The story of Notre Dame de Grace in Cotignac began in 1519 on August 10th and 11th when the Virgin Mary appeared to Jean de La Baume and asked him to build a chapel there. Et voila! The townspeople agreed and the chapel was built. Over a century later, on October 27, 1637 the good Brother Fiacre had a revelation that The Queen, Anne d’Autriche, wife of Louis XIII, needed to make three novenas to the Virgin in order for a son to be delivered to them – the first of those three was sent up to our village’s Notre-Dame de Graces en Provence. The queen then prayed with Brother Fiacre from November 8th until December 5th. Exactly nine months later, Louis XIV was born on September 5, 1638 and Notre-Dame de Graces en Provence is now, and not surprisingly, a noted pilgrimage.

Key dates from the story of our village chapel overlap with my own and Congo’s.  I find myself compelled by the coinciding dates and how they provide some “glue” to the age-old mystery of Love and Loss.  There is comfort to be found in context and connection, especially when confronted with loss.

It is possible [but not proven] that Congo fell pregnant on October 27th, 2002 - 365 years after Brother Fiacre's revelation and 66 days before she gave birth to nine puppies on January 3, 2003.

Congo had been deteriorating for over a year yet she held on through a crushing winter and spring in Massachusetts and eventually died in the state of Virginia [!] on August 11th, 484 years to the day the Virgin first appeared in Cotignac and as it happens, the same week that our baby daughter died there eleven years earlier, on August 15th – the day of the Virgin’s Assumption in to Heaven. 

August is definitely my month for angels in France. Our home there is a quiet place of peace and reflection for me.  As much as I resisted leaving my dog in her final days, it seems oddly fitting that I was in France when I received the news of Congo’s passing under the bright light of a super moon. 

I wrote to my friends back home in America letting them know that Congo had left us on a moonbeam. The following day my son and I rode our bikes up to the chapel of Notre Dame to light candles in remembrance and gratitude for the sweet life she shared with us. When we sat down and looked up at the painting of the Virgin lit by votive candles below, I gasped…there was the Virgin floating on a moon beam. This made me happy, deeply so, as though it confirmed all my thoughts of my dog going to heaven on a moonbeam.

We continued to sit there in the silence staring up at the painting and feeling the peace in the chapel. Moments later, I asked my son if he saw what I saw in the shadows of the painting, just above the left tip of the moonbeam. I admit it’s a little like “fifty shades of black” and maybe it’s just the way the shadows fall when viewed from the left pew…but there in the black background that surrounds the Madonna, peeks the little face of a black dog on the tip of the moonbeam. We both saw it and returned a week later to see if it was still there. It is.
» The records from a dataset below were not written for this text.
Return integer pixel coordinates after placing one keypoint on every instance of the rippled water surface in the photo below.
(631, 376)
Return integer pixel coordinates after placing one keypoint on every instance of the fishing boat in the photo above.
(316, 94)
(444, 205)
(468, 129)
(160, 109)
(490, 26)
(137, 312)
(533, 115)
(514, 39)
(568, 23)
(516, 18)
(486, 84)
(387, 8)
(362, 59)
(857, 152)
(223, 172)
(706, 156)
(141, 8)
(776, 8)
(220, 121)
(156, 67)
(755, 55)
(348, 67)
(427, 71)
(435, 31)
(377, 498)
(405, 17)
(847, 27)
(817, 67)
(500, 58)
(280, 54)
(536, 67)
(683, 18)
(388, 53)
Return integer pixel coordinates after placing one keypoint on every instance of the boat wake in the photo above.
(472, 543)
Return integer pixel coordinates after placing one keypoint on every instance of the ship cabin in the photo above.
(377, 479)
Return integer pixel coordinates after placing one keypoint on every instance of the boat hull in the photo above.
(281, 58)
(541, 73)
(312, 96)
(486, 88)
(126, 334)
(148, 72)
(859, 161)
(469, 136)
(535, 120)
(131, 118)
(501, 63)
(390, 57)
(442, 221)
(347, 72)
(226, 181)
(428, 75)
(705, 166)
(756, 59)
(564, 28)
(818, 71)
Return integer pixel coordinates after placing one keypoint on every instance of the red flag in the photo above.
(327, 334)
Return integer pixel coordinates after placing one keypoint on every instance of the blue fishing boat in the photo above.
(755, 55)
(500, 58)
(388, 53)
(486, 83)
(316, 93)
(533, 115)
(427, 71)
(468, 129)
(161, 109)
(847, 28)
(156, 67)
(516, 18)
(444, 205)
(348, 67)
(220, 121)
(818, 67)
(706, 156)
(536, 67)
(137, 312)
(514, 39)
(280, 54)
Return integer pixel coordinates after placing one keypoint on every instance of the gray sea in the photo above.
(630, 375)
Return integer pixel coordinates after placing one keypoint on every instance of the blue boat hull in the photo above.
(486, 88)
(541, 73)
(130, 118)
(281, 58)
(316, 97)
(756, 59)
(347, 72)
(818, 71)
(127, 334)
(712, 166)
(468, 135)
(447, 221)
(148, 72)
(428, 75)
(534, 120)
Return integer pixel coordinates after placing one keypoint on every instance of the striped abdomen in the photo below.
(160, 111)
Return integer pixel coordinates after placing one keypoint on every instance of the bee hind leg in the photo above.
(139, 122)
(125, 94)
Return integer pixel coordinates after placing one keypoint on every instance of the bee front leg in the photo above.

Coincidence, synchronicity, chance or imagination – people label things differently. For me, I am not looking for a label, especially when one is not needed. The stars were aligned and the dates fell as they did and we saw what we saw in that peaceful chapel. No matter what it’s called – scientific or spiritual - I took huge comfort in knowing that my beloved dog and all the good in her was mysteriously aligned with an ancient story belonging to our village’s Virgin; and of all places to die, she ended her days in the state of Virginia. It made losing her and letting her go, somehow easier, softer, and I worried less. It allowed me to think less about Loss and more about Love.

Her death didn't have to be an ending. As I carry this love, I am grateful for the lingering sense that Congo has continued on, moving toward something new, something ‘higher,’ just there at the tip of a moonbeam. In the end, what I feared most did not break me. It re-shaped my ability to accept Loss and not fear and resent it. As I hold on to the many happy years Congo and I shared, always side by side, I am filled with Gratitude and Love and I know that this is a very, very precious gift indeed.